Selon les chiffres du groupe d’analystes ukrainiens DeepState, la progression territoriale de l’armée russe en Ukraine s’est établie à 5 km² au cours du mois d’août, soit environ 0,16 km² d’avancée par jour en moyenne. Il s’agit du chiffre le plus bas depuis octobre 2023, lorsque Moscou avait mis fin à la contre-offensive de l’été, dans la région de Donetsk.

La méthodologie utilisée par DeepState fournit une image imparfaite du ralentissement du rythme de l’armée russe.

  • Le groupe est notamment dépendant des autorités ukrainiennes, qui peuvent chercher à retarder la communication de certaines informations afin de ne pas nuire à une opération en cours.
  • Ainsi, en août, DeepState a attendu que le gouvernement communique sur les résultats de la contre-offensive lancée fin janvier pour les répercuter sur ses propres cartes, plutôt que de signaler au fil des opérations l’avancée réelle des forces ukrainiennes, provoquant ainsi un décalage artificiel.
  • Selon l’analyste Clément Molin, les résultats d’une nouvelle contre-attaque dans le secteur de Lyman pourraient être annoncés dans les prochains jours. Celle-ci pourrait conduire à la récupération de 200 km² de territoire supplémentaire par Kiev 1.
  • Malgré une chronologie parfois imprécise, la majorité des analystes s’accordent pour dire que l’armée russe ne parvient plus à avancer en Ukraine comme elle avait pu le faire depuis le début de l’année 2024.

L’essoufflement des capacités offensives ainsi que la montée en puissance des forces ukrainiennes pourraient pousser Poutine à une nouvelle escalade.

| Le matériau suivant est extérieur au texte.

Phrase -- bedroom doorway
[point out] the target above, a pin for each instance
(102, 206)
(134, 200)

  • Selon une source proche du président russe, Poutine craint que mettre fin à la guerre sans avoir été en mesure de prendre le contrôle du Donbass pourrait sérieusement menacer son pouvoir – il aurait déclaré à un de ses proches : « Ils vont me pendre » 2.
  • La visite le 25 août du directeur de la CIA à Moscou pourrait avoir constitué l’élément déclencheur de cette escalade : Poutine aurait en effet considéré celle-ci comme un signe de faiblesse de Trump, de la même manière qu’il avait interprété la visite de Bill Burns, en novembre 2021, comme un signe de faiblesse de Biden.
  • Poutine pourrait notamment décider d’envoyer 300 à 400 000 soldats supplémentaires combattre sur le front, ce qui correspondrait à une hausse de 40 à 55 % par rapport aux forces russes déjà présentes en Ukraine, sans pour autant annoncer une nouvelle mobilisation.

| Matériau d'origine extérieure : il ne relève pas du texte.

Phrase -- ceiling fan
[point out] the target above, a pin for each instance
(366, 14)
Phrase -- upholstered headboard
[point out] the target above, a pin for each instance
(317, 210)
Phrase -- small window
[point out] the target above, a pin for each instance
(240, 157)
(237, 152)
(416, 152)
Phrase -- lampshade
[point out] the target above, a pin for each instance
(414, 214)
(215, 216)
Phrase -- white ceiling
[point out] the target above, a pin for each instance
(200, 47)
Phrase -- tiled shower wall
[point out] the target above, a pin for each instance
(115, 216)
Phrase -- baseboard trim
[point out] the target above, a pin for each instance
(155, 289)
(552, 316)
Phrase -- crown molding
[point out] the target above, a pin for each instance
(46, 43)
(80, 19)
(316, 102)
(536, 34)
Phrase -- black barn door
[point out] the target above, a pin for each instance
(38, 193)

Selon des renseignements obtenus par les services ukrainiens, Moscou pourrait notamment chercher à lancer de nouveaux assauts en direction de Kiev et de Tchernihiv, une ville située à une cinquantaine de kilomètres de la frontière avec le Bélarus 3. La dernière offensive russe sur cet axe remonte à 2022, dans le sillage de la tentative ratée de décapitation du pouvoir.